Whether the Element Biosciences AVITI technology is clearly enough differentiated from Illumina, AND has a strong enough IP position to survive (presumed) Illumina lititgation, AND has enough of a unique value proposition for their technology and user applications remains to be seen. Ultimately, Element Biosciences need to convince users to switch from Illumina (which may be hard) or not buy something else e.g. BGI (who are geopolitically challenged), Singular (who are probably not differentiated enough from Illumina) or one of the long-read-short-read options like PacBio’s Omniome or ONTs SFR (I’m still not really clear about how these will take market share from other short-read providers) to drive adoption of their platform and provide the revenue growth and margin expansion their investors will be looking for.

Final summary

Element Bioscience, similar to Singular Genomics, are entering a $5 billion NGS market that has been starved of competition for almost a decade. Today this market is owned by Illumina (>95% of all NGS generated and at least >75% market share). Whether the GRAIL acquisition has done enough damage to Illumina’s relationships with other cancer genomics vendors e.g. Foundation Medicine, Guardant Health, Invitae to make them switch to Element Bioscience or not remains to be seen. But, and again somewhat similar to Singular Genomics, the Element AVITI technology does not deliver the high-throughput NovaSeq challenger these companies might want…yet!

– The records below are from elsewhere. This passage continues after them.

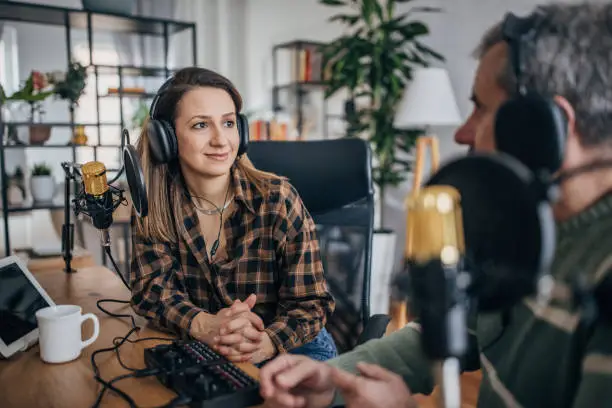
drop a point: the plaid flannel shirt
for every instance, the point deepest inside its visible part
(271, 250)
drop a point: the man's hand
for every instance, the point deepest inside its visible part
(375, 388)
(292, 381)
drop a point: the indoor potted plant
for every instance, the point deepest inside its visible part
(373, 60)
(35, 90)
(42, 184)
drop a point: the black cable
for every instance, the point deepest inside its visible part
(111, 314)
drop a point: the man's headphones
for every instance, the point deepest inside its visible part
(162, 137)
(530, 126)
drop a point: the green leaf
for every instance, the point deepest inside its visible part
(367, 8)
(333, 2)
(345, 18)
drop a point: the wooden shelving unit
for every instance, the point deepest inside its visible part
(78, 19)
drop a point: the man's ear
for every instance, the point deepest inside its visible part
(570, 114)
(572, 144)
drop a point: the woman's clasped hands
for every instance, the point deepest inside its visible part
(235, 332)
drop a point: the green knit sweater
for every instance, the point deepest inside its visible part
(543, 357)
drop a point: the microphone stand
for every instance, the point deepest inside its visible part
(71, 172)
(441, 303)
(83, 205)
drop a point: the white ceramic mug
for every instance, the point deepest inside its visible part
(59, 332)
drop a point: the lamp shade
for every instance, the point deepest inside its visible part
(428, 100)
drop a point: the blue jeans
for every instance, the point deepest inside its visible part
(321, 348)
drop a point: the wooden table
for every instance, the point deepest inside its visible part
(25, 381)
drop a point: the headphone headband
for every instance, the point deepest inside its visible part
(157, 97)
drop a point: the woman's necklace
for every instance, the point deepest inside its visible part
(216, 210)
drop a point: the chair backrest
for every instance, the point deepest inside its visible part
(334, 180)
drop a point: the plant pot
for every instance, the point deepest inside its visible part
(43, 188)
(39, 134)
(383, 256)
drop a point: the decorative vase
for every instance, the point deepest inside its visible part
(383, 256)
(43, 188)
(125, 7)
(14, 195)
(39, 134)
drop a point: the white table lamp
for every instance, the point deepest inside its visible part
(429, 100)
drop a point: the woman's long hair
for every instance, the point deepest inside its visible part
(164, 183)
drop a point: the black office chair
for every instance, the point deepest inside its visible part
(334, 180)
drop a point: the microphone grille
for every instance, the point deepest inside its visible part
(94, 178)
(435, 225)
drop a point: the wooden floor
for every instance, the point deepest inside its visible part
(470, 382)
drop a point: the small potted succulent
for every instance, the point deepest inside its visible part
(35, 90)
(42, 183)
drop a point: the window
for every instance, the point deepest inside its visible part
(9, 59)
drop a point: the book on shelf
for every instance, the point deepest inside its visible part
(307, 65)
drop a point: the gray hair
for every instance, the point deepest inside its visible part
(570, 56)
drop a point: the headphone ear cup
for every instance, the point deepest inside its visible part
(162, 141)
(243, 132)
(533, 129)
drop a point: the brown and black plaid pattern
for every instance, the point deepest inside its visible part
(271, 250)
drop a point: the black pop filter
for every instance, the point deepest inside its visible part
(508, 226)
(135, 179)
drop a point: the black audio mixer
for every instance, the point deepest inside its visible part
(193, 370)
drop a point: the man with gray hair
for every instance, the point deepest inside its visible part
(530, 357)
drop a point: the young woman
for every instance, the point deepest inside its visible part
(227, 254)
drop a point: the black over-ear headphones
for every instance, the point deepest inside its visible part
(162, 138)
(530, 126)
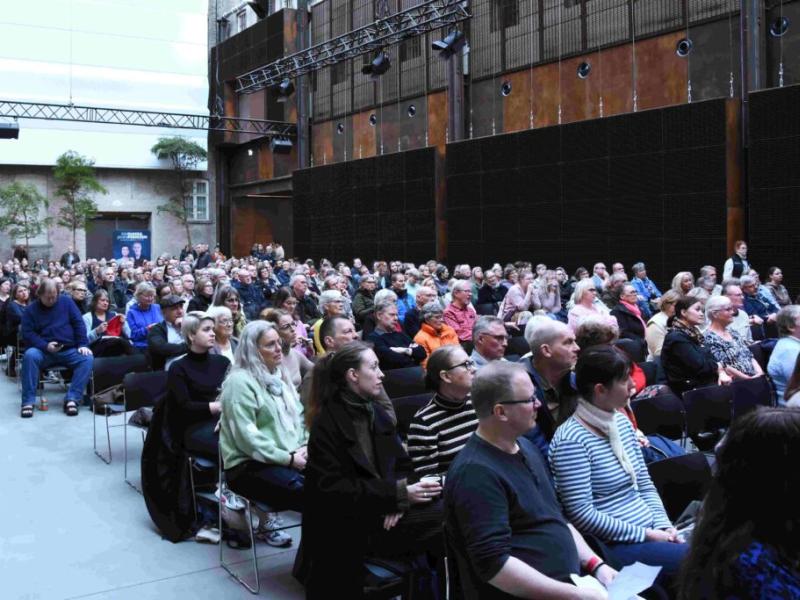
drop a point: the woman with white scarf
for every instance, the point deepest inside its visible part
(599, 473)
(262, 433)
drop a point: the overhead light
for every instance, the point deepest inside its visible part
(9, 131)
(450, 45)
(280, 145)
(284, 90)
(379, 65)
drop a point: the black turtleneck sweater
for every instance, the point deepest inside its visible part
(193, 382)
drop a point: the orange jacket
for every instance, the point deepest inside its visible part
(430, 339)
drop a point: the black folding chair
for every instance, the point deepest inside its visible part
(680, 480)
(405, 408)
(662, 414)
(399, 383)
(748, 394)
(108, 374)
(142, 389)
(708, 414)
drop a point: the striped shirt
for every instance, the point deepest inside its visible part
(598, 496)
(438, 431)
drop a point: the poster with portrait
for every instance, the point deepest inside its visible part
(132, 245)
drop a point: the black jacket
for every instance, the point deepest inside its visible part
(687, 364)
(340, 481)
(159, 349)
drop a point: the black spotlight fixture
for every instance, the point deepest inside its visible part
(280, 145)
(779, 27)
(9, 131)
(452, 44)
(379, 65)
(284, 90)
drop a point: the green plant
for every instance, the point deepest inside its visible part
(184, 155)
(20, 204)
(76, 181)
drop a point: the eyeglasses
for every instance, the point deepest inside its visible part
(530, 400)
(468, 364)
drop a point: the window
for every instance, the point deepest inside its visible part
(198, 204)
(504, 13)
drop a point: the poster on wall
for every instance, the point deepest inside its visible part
(129, 244)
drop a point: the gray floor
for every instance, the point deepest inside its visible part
(70, 527)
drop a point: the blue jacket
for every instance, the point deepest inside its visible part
(139, 320)
(60, 323)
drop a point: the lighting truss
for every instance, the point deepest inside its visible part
(417, 20)
(143, 118)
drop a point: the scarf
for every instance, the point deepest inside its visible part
(606, 423)
(636, 312)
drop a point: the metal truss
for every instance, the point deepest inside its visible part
(425, 17)
(143, 118)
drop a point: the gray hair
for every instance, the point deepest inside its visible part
(542, 330)
(191, 324)
(144, 289)
(492, 385)
(787, 318)
(715, 304)
(431, 308)
(483, 323)
(219, 311)
(330, 296)
(581, 288)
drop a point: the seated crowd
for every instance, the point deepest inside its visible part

Nobody got fired for buying Illumina

Wise old sage

A major question is how many of the smaller Illumina users will switch from NextSeq to AVITI? Element are aiming to sell to anyone using or considering Illumina’s desktop NextSeq instrument. This suggests they’ll be targeting individual PIs and core labs aiming to sell them a better/faster/cheaper machine at a price/throughput around the low end of SP or S1 on NovaSeq (but which costs three times as much in CapEx). The thinking process of these users will be driven by how easy the switch is and how much money will it cost/save. The financials so far disclosed look pretty attractive so I expect a reasonable number of users will migrate. This is quite different to what Singular genomics have pitched (“same price but more flexibility”) where I’m less certain there’s enough value for users compared to the risk. However, “Nobody got fired for buying Illumina” remains a challenge Elements marketing team need to respond to. If the applications space is well covered this will help core-labs who need to offer a wide variety of methods on a single instrument. Again, if the library-prep (or conversion) and informatics methods are highly Illumina-compatible then this will be a big plus-point for people thinking about switching over.

Expect to hear from more of the early access users post-launch and look out for those first Element Biosciences publications.

The next 12 months will be interesting to say the least. Will Element Biosciences place over 100 instruments before the end of the year? Who else will make announcements at, or before, the delayed AGBT? Will Illumina’s Chemistry X and Morphoseq play in long-reads be enough to beat off this competition?